BT: There are definitely techniques you can do to validate program design (including APIs), so potentially the same could be done with language design. There's a huge space between doing nothing and some research, to try to be more rigorous in getting user input.

TST: My only concern is that in language design, we could find a suboptimal outcome because of how complicated and subtle language design is. I imagine there is scientific literature about this, and I would encourage us to consult the literature first.

WH: I'm a bit leery about this because of what happened to a similar area. There's been scientific research on what kinds of headlines people click on. Using science to optimize them produced rather unpleasant results.
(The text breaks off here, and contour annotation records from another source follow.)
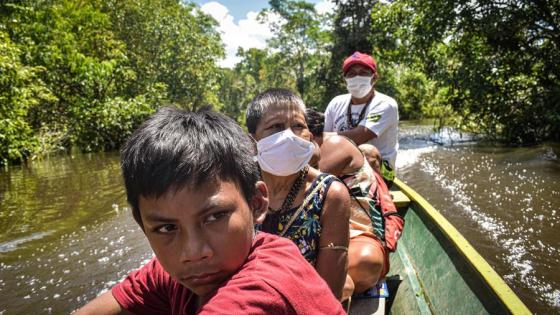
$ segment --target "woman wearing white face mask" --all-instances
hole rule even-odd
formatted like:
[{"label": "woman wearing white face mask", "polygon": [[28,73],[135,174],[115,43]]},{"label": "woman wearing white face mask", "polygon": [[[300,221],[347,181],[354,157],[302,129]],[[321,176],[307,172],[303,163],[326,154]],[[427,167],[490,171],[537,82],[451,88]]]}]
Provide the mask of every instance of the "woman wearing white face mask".
[{"label": "woman wearing white face mask", "polygon": [[357,145],[371,144],[381,153],[381,175],[392,181],[397,159],[397,102],[375,89],[377,64],[355,52],[344,60],[342,73],[348,94],[336,96],[325,110],[325,132],[336,132]]},{"label": "woman wearing white face mask", "polygon": [[269,189],[261,230],[291,239],[334,295],[342,295],[348,265],[350,197],[336,177],[309,167],[313,152],[305,105],[283,89],[268,90],[247,108],[256,161]]}]

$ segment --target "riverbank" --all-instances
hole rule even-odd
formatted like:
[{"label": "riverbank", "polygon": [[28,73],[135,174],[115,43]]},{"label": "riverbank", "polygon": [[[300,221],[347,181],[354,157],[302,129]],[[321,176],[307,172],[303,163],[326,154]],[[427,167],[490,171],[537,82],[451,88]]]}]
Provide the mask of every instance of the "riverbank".
[{"label": "riverbank", "polygon": [[[558,146],[485,146],[417,122],[399,133],[398,176],[533,312],[560,312]],[[0,171],[0,314],[69,313],[151,258],[118,159],[73,154]]]}]

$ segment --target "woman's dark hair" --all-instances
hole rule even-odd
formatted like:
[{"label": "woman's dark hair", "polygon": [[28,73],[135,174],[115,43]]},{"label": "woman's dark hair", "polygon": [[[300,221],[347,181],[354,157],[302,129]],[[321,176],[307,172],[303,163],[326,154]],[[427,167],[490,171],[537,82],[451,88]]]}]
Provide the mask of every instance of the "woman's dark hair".
[{"label": "woman's dark hair", "polygon": [[305,110],[305,118],[307,119],[307,127],[313,136],[321,137],[325,128],[325,114],[314,108],[308,108]]},{"label": "woman's dark hair", "polygon": [[231,118],[215,112],[162,108],[146,120],[121,150],[121,167],[134,219],[143,228],[138,200],[170,189],[192,189],[218,180],[237,184],[249,202],[259,180],[249,136]]},{"label": "woman's dark hair", "polygon": [[298,106],[305,113],[305,104],[301,97],[294,92],[286,89],[268,89],[261,94],[255,96],[251,104],[247,106],[245,113],[245,124],[249,133],[254,134],[257,131],[257,125],[261,121],[262,116],[268,111],[272,105]]}]

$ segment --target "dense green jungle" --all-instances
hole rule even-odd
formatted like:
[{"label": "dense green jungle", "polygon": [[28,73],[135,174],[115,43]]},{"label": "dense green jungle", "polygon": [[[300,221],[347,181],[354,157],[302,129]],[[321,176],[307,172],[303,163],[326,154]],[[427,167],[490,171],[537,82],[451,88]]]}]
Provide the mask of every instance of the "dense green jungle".
[{"label": "dense green jungle", "polygon": [[161,106],[243,123],[271,87],[324,109],[345,92],[343,59],[378,62],[400,118],[434,118],[505,145],[560,139],[558,0],[270,0],[273,37],[222,68],[218,23],[179,0],[0,3],[0,164],[118,149]]}]

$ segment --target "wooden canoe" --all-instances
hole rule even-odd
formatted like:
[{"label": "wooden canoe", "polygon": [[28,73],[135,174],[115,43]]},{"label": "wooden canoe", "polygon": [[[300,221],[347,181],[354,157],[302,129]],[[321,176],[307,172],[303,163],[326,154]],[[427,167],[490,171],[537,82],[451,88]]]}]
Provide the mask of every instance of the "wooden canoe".
[{"label": "wooden canoe", "polygon": [[390,256],[389,297],[353,298],[350,314],[531,314],[422,196],[398,179],[391,190],[406,223]]}]

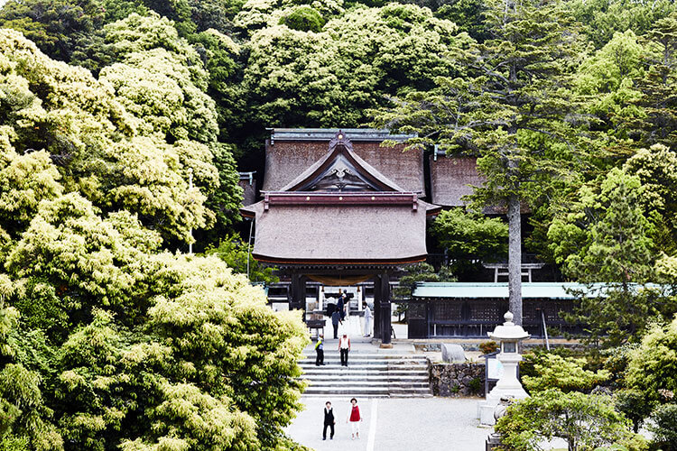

YK: I think it's a great idea to survey users and see what kinds of findings we can get. In an environment where everyone agrees that we're not doing rigorous things, there's nothing about our environment that forces people to do this carefully or correctly.

SYG: My premise is that we are not experts in designing experiments like this.

YK: There's an anecdotal structure where using these results can get you useful answers. I think if we treat experiments like this, that would be very helpful.

DR: So at Microsoft we speak to a lot of customers and try to find their pain-points. I was very skeptical of process, but I've found that occasionally, you do find answers to something else entirely, and you may find trends which are very helpful. So, I think that's one of the key values, there's a lot of anecdotal evidence where you can say definitively, but you can use it for motivation and put it into concrete terms to help people determine users' pain-points.

SYG: I think this was a good discussion.